Decomposition of fluctuating initial conditions and flow harmonics

TL;DR

This paper investigates how initial geometric fluctuations in heavy ion collisions influence flow harmonics, revealing non-linear effects and breakdown of linearity in non-Gaussian initial conditions through hydrodynamic simulations.

Contribution

It systematically studies the connection between cumulants and flow harmonics, highlighting non-linear effects in non-Gaussian initial conditions using hydrodynamic modeling.

Findings

Linearity between eccentricities and flow harmonics partially breaks down for non-Gaussian initial conditions.

Coupling between different order cumulants produces higher order flow harmonics.
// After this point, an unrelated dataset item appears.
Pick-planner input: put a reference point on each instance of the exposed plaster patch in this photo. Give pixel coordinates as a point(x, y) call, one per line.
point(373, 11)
Non-linear hydrodynamics explains the generation of complex flow patterns.

Abstract

Collective flow observed in heavy ion collisions is largely attributed to initial geometrical fluctuations, and it is the hydrodynamic evolution of the system that transforms those initial spatial irregularities into final state momentum anisotropies. Cumulant analysis provides a mathematical tool to decompose those initial fluctuations in terms of radial and azimuthal components. It is usually thought that a specified order of azimuthal cumulant, for the most part, linearly produces flow harmonic of the same order. In this work, we carry out a systematic study on the connection between cumulants and flow harmonics using a hydrodynamic code called NeXSPheRIO. We conduct three types of calculations, by explicitly decomposing the initial conditions into components corresponding to a given eccentricity and studying the out-coming flow through hydrodynamic evolution. It is found that for initial conditions deviating significantly from Gaussian, such as those from NeXuS, the linearity between eccentricities and flow harmonics partially breaks down. Combining with the effect of coupling between cumulants of different orders, it causes the production of extra flow harmonics of higher orders. We argue that these results can be seen as a natural consequence of the non-linear nature of hydrodynamics, and they can be understood intuitively in terms of the peripheral-tube model.